Bedelia levantó los ojos y la miró.

– Ella… ella vivió en el extranjero durante algún tiempo, en climas muy severos. Debió de afectarle más de lo que aparentaba. Es posible que más de lo que le parecía a ella.

Mariah se sentó en el otro sillón, enfrente de Bedelia.

– Maude nos habló un poco de Marrakech y creo que de Persia. Y también de Egipto. ¿Estuvo allí mucho tiempo?

– Años -respondió Bedelía poniéndose de pie-. Desde que se fue, poco antes de que yo me casara, y de eso hace cuarenta años, tal vez viviera de un modo mucho más… dañino para su salud de lo que ella creía. Quizá ni ella misma lo supiese.

– Quizá no -convino Mariah. Luego se le ocurrió una idea. Allí sentada cómodamente y sin cuestionar nada era improbable que consiguiera alguna información. Pitt lo habría hecho mejor-. O tal vez fuera muy consciente de que no tenía buena salud, y por eso regresó a Inglaterra, con su familia y con quienes sentía más próximos.

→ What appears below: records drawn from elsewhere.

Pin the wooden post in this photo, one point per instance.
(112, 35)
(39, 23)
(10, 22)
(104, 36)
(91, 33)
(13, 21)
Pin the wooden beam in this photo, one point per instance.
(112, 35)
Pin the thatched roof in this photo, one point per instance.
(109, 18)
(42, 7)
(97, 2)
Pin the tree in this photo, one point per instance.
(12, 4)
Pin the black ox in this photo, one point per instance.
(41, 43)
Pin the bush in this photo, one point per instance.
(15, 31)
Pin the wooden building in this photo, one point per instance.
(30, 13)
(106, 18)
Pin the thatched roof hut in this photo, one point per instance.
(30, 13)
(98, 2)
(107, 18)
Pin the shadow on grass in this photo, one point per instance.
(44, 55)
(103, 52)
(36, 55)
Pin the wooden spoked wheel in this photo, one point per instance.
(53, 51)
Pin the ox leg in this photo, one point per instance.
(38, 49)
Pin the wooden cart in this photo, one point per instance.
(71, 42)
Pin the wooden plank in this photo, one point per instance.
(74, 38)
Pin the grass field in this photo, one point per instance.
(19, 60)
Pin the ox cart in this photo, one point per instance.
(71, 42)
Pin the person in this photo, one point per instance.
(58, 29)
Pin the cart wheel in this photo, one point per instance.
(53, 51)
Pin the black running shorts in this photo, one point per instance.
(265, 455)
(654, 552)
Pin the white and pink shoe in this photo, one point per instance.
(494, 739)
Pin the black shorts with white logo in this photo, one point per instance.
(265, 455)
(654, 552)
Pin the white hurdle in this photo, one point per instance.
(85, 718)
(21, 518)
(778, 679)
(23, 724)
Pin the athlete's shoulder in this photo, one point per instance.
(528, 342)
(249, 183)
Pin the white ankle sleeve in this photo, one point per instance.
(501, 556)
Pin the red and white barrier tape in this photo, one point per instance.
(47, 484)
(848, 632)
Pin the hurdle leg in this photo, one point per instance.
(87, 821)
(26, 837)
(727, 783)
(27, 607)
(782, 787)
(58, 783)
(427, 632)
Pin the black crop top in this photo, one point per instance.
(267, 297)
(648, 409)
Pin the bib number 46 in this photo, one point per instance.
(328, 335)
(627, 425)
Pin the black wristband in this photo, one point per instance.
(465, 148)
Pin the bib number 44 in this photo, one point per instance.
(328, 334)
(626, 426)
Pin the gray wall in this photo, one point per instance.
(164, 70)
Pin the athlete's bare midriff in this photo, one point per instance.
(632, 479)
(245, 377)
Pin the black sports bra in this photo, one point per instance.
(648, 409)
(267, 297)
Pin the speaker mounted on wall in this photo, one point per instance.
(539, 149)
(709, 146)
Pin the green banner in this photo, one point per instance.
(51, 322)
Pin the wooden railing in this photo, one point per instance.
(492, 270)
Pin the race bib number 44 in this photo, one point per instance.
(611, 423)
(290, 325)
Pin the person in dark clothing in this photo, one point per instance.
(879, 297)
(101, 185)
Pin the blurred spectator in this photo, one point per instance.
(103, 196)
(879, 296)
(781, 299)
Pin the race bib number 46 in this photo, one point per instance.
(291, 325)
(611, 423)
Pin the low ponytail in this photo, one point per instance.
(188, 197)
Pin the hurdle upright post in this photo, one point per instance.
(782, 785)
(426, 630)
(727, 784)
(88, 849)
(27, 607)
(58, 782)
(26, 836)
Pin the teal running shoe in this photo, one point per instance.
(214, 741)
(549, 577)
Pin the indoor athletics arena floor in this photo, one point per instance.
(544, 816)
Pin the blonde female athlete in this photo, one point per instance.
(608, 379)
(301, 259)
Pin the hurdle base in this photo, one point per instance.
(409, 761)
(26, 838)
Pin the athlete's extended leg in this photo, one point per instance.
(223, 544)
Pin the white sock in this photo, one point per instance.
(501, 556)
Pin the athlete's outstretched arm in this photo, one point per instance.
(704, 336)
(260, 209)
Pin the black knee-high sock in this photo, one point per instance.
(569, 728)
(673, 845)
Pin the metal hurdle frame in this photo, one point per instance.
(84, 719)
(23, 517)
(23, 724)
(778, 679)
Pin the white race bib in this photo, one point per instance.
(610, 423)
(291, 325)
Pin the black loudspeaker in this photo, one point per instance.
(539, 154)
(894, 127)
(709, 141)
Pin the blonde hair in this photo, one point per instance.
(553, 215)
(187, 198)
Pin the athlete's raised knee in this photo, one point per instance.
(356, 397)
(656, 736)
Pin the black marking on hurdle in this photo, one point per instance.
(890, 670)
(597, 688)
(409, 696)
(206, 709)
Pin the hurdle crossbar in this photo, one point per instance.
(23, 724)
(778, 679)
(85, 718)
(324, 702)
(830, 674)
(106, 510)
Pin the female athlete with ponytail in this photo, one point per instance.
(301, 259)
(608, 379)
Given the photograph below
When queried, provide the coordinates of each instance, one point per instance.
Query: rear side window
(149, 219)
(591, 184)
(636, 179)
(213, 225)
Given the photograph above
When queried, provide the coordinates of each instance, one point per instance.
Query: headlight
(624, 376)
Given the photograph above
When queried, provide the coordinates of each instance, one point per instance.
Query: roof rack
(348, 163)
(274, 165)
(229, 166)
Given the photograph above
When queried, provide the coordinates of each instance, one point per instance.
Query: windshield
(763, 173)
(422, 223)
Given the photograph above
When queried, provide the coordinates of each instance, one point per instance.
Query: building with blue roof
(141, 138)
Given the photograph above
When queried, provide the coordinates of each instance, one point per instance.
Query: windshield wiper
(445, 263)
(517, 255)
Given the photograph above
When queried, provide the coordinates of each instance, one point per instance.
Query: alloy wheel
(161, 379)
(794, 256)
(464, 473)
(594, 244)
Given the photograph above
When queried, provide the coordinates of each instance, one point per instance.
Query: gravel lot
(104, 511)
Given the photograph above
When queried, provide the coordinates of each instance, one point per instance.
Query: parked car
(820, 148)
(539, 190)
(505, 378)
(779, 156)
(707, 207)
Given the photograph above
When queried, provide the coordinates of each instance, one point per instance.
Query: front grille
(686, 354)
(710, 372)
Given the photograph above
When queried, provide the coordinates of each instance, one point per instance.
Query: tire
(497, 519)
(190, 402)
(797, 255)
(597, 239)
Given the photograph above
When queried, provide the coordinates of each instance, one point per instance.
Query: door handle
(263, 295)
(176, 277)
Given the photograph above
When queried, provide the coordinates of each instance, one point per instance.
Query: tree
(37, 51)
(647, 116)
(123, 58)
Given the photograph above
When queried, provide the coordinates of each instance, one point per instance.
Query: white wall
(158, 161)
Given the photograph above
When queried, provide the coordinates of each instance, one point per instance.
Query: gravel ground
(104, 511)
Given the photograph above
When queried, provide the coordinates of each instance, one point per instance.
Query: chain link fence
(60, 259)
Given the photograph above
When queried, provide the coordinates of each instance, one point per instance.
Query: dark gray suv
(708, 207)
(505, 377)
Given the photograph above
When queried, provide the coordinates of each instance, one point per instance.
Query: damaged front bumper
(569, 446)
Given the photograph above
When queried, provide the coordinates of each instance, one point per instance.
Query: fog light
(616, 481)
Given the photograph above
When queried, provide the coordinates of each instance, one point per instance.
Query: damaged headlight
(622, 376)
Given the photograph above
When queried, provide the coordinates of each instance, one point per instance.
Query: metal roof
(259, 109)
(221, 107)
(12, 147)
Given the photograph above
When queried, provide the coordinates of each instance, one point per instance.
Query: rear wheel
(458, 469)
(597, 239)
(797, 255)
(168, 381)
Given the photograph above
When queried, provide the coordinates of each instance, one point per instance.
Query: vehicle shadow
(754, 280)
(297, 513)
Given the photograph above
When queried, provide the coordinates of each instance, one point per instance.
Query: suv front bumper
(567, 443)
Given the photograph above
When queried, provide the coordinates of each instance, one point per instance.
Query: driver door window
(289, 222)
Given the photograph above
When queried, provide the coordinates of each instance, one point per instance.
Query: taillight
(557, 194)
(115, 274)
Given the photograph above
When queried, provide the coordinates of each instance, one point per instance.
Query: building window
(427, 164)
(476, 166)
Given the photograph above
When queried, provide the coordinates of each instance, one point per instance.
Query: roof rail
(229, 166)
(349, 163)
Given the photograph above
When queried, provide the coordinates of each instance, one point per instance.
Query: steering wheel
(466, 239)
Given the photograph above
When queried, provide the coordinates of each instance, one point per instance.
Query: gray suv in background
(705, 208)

Los magníficos ojos de Bedelía se abrieron como platos y por un momento se volvieron tan duros y fríos como el mar en lo más crudo del invierno.

Mariah le devolvió la mirada sin pestañear.

Bedelia dio un largo suspiro.

– Supongo que tiene usted razón. Eso no se me había pasado por la mente. Al igual que usted, yo creía que Maude gozaba de una excelente salud. Parece que las dos estábamos trágicamente equivocadas.

– ¿No le dijo nada que le hiciera sospechar algo así? -A Mariah le parecía muy descortés insistir en el tema, pero la justicia era antes que las buenas maneras.

Bedelia vaciló unos instantes, como si no pudiera decidirse a responder.

– No se me ocurre nada -dijo al cabo de un momento-. Confieso que estoy absolutamente destrozada. Mi cabeza parece no funcionar bien. Nunca he perdido a nadie tan… tan allegado.

– ¿Sus padres aún viven? -dijo Mariah sorprendida.

– ¡Oh, no! -corrigió enseguida Bedelia-. Me refería a alguien de mi propia generación. ¡Mis padres fueron unas personas excelentes, claro! Pero distantes. Una hermana es… es alguien muy querido para mí. Quizá una solo se da cuenta cuando se ha ido. El vacío que deja es mayor del que podría haber imaginado de antemano.

Está sobreactuando, pensó Mariah. ¡Ni siquiera la acogió en su casa! Por fuera sonrió; fue una sonrisa del todo artificial.

– Es natural que esté usted sufriendo una conmoción -se apiadó-. Cuando alguien de nuestra propia generación se muere nos recuerda que somos mortales; la sombra de la muerte se cruza en nuestro camino. Recuerdo cómo me sentí cuando murió mi marido.

Y era cierto: fue la liberación más maravillosa de su vida, aunque no se lo hubiera contado a nadie, simulara estar desconsolada y llevara luto por él durante el resto de su vida, como la reina.

– ¡Oh, lo siento! -se apresuró a decir Bedelía-. ¡Pobrecita! Y ahora ha venido usted hasta aquí, con este tiempo, para darme la noticia en persona. Y yo estoy aquí sentada sin ofrecerle ni siquiera un té. No sé dónde tengo la cabeza. Yo aún tengo a mi querido Arthur y debo permitir que sea mi consuelo. -Se puso en pie con cierta inestabilidad.

– Gracias, es usted muy amable -aceptó Mariah-. Debo admitir que ha sido un día horrible, y estoy agotada. Me alegro de que tenga a su marido con usted. Sin duda será un gran apoyo. Una puede sentirse tan… sola.

La preocupación ablandó el rostro de Bedelia.